Search, Count, and Sort File Matches using Regular Expression

Search for and analyze the occurrences of a specified regular expression within files located in the current directory and its subdirectories. Organize and present the results by counting the occurrences in each file and sorting them in descending order of count.

Using grep, awk and sort to achieve this.

sh
grep -Erc '[fF]oobar' . | awk -v FS=":" -v OFS="\t" '$2>0 { print $2, $1 }' | sort -hr

First part: grep

https://man7.org/linux/man-pages/man1/grep.1.html

  • E - Use extended regular expressions (ERE) instead of basic ones (BRE)
  • r - Read all files under each directory, recursively
  • c - Suppress normal output; instead print a count of matching lines for each input file.

Example output:

./docs/index.md:3
./docs/misc/unix-time.md:2
./docs/misc/deployment.md:0
./docs/misc/ssh-add-startup.md:0
./docs/misc/editorconfig-naming-convention.md:7
./docs/misc/find-delete-files.md:1

Second part: awk

https://man7.org/linux/man-pages/man1/awk.1p.html

awk is going to filter out files with 0 matches and change the structure of the output from <file>:<matches> to <matches>tab<file>.

  • -v FS=":" - This is creating a variable called FS and assigning the value : to it.
  • -v OFS="\t" - This is creating a variable called OFS and assigning the value \t to it.
  • '$2>0 { print $2, $1 }' - Print every line where the 2nd column $2 is greater than 0. First print the 2nd column and then the 1st column.

Example output:

3 ./docs/index.md
2 ./docs/misc/unix-time.md
7 ./docs/misc/editorconfig-naming-convention.md
1 ./docs/misc/find-delete-files.md

More Info and Alternatives

-v var=val
--assign var=val
Assign the value val to the variable var, before execution of the program begins. Such variable values are available to the BEGIN block of an AWK program.

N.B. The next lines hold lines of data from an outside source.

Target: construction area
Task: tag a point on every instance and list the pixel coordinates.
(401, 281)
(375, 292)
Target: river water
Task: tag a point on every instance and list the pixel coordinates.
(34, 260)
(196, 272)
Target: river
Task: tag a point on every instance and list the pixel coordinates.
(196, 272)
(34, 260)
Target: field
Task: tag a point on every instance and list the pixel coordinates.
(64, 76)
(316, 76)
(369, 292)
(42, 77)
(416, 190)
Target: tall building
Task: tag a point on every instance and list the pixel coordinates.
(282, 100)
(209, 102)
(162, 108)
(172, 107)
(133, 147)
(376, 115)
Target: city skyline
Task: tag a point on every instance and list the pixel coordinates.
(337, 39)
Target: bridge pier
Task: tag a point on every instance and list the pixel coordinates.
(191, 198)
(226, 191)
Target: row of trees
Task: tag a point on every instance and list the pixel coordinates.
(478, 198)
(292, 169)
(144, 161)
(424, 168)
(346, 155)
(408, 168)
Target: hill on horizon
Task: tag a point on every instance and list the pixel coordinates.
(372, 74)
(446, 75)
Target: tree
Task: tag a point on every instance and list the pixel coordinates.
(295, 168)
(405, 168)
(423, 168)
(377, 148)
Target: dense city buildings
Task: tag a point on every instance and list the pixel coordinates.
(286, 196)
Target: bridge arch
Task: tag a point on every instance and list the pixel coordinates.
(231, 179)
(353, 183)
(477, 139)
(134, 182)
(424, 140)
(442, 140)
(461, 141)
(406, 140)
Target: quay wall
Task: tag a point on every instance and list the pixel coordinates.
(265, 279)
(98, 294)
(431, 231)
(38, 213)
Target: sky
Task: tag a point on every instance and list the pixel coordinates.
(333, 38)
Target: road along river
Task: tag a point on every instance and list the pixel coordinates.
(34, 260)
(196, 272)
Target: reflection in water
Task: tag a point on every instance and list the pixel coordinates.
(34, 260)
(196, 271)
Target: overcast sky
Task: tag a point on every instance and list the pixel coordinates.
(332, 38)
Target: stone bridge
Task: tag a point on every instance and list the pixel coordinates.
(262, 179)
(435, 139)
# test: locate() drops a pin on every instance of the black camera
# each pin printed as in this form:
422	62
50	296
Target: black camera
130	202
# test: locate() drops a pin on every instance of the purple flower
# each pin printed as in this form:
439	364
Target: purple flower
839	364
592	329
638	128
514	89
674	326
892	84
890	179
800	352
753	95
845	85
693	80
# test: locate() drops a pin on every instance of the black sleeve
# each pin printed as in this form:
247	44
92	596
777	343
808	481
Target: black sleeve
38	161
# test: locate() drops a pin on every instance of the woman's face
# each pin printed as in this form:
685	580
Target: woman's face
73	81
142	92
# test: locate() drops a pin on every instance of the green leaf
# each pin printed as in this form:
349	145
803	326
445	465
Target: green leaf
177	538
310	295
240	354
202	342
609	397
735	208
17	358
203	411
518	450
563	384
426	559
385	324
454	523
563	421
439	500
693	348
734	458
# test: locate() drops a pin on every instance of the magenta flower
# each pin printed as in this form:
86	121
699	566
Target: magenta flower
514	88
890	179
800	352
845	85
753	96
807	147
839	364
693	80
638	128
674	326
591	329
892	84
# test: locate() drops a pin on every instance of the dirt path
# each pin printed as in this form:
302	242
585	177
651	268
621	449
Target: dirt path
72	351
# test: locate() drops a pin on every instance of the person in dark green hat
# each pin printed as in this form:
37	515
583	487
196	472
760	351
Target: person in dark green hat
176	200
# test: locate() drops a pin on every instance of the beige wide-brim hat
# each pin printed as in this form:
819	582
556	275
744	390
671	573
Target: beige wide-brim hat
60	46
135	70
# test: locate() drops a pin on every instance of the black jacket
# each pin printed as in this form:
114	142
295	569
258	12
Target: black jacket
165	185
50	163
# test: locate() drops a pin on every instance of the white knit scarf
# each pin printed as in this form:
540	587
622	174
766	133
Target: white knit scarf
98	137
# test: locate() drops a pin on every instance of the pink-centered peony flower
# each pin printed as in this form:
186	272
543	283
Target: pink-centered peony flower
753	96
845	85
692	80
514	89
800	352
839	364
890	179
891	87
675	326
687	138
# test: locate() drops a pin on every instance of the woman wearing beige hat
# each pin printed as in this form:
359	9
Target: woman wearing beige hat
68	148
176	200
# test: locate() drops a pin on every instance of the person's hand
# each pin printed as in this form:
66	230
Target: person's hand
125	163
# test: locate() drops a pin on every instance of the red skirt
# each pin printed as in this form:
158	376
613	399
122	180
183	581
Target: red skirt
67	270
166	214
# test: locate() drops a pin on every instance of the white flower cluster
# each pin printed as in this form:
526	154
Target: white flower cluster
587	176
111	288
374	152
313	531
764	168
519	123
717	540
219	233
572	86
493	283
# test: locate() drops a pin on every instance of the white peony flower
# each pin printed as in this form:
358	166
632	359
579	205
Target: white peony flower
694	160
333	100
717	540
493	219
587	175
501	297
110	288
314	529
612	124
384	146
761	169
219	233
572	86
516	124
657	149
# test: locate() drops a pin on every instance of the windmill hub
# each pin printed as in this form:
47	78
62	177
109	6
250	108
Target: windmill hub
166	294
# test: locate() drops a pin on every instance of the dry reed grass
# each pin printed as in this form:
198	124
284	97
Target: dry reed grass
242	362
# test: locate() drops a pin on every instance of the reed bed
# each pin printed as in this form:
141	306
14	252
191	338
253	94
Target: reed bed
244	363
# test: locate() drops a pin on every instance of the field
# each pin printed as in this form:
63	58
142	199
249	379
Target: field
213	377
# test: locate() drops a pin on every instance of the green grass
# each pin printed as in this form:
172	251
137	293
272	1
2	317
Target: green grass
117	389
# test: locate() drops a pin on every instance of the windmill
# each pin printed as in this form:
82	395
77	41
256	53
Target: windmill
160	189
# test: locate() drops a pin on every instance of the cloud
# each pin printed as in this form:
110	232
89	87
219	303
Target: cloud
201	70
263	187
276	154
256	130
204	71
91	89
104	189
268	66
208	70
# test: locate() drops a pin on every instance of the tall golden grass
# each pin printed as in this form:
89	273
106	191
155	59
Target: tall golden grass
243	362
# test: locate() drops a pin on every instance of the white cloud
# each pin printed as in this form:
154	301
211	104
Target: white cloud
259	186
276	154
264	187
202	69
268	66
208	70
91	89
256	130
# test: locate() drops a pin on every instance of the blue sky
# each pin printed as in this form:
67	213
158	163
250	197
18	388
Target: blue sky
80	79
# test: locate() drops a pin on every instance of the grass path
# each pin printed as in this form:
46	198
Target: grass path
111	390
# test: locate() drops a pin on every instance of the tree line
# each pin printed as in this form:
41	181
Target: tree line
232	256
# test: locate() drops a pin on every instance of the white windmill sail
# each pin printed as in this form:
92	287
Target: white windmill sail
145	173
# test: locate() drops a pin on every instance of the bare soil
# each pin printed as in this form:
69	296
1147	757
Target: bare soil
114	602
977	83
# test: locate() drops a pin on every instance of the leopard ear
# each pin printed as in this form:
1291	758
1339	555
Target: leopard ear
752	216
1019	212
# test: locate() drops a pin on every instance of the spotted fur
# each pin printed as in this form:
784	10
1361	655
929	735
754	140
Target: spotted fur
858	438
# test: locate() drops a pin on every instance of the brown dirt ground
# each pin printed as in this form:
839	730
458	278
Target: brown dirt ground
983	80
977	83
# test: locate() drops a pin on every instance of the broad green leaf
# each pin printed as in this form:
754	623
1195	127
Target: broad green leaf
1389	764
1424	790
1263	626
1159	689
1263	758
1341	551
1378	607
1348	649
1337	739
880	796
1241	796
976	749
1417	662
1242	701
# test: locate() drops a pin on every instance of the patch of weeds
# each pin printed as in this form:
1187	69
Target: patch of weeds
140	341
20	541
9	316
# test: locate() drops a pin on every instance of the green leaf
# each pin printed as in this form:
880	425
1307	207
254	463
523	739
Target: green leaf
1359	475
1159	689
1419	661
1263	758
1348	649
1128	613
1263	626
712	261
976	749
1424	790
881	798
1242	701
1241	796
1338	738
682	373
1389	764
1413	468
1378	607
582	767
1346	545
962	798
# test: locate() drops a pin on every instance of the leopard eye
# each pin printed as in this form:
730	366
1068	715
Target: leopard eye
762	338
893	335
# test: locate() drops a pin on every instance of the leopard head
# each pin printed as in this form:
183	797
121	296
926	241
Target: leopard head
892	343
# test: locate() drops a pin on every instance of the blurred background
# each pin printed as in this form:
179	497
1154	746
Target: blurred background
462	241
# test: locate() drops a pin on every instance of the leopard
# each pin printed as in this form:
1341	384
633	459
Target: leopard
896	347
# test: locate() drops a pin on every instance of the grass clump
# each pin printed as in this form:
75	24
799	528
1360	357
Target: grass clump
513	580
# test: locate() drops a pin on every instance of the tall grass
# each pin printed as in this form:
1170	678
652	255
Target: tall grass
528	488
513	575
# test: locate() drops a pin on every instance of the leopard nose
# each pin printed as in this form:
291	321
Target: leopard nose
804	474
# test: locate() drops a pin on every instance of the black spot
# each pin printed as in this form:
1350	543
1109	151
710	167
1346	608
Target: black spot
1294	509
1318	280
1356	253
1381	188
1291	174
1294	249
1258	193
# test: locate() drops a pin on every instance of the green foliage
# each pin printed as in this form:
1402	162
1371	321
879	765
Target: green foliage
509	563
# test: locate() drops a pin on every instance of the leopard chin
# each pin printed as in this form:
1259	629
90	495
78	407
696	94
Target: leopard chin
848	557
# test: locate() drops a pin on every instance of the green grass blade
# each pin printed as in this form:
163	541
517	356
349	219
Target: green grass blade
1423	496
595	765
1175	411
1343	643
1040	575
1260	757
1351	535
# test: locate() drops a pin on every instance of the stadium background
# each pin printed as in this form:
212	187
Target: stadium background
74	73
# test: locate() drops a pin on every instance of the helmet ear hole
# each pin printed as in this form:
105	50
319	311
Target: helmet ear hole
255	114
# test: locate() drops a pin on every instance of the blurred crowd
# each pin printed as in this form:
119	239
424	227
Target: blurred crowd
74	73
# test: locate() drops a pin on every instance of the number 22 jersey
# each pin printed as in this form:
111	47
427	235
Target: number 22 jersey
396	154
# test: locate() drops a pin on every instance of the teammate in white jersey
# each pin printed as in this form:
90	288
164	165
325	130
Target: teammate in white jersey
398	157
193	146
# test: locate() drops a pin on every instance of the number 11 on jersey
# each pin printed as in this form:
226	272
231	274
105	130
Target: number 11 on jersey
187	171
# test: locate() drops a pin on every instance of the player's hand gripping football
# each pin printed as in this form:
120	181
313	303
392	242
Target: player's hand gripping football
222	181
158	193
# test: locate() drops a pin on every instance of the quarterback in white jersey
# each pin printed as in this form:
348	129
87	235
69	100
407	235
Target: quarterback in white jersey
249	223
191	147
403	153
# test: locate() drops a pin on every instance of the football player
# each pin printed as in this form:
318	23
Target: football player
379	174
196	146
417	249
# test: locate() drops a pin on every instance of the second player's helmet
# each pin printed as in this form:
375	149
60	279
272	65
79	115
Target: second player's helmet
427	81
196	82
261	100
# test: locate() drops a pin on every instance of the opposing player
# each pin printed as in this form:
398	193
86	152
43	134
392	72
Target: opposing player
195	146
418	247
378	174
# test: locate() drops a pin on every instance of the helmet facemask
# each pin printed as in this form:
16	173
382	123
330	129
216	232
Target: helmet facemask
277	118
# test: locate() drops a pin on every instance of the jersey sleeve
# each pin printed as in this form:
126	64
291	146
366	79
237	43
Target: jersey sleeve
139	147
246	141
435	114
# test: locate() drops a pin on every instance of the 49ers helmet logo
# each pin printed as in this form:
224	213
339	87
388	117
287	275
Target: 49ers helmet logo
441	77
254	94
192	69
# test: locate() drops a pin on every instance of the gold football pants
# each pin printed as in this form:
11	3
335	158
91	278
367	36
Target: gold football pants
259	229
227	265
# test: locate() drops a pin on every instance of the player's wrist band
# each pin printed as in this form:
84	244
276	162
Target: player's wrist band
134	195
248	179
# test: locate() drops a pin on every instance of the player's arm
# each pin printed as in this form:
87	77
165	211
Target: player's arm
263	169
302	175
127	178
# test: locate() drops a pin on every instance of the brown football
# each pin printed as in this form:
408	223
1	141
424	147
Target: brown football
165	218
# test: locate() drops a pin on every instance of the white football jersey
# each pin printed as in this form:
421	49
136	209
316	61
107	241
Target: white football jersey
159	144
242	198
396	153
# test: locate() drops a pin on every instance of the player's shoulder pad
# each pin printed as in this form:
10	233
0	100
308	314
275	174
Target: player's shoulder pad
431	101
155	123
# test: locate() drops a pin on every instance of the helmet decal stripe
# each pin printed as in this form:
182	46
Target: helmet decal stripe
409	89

The following awk commands produce the same result.

sh
awk 'BEGIN{FS=":"; OFS="\t"} $2>0 { print $2, $1 }'
awk -F: '$2>0 { print $2 "\t" $1 }'

Third part: sort

https://man7.org/linux/man-pages/man1/sort.1.html

Default behavior of sort command is to sort by the first column/field/key whatever you wanna call it. The default field separator is a blank space. awk returns a tab delimited string the whole thing seems to work either way ¯\_(ツ)_/¯

  • h - Human readable
  • r - Default is ascending, this option reverses the order so the output is sorted in descending order.

Final Result

So the command grep | awk | sort produces a result that looks something like this:

7 ./docs/misc/editorconfig-naming-convention.md
3 ./docs/index.md
2 ./docs/misc/unix-time.md
1 ./docs/misc/find-delete-files.md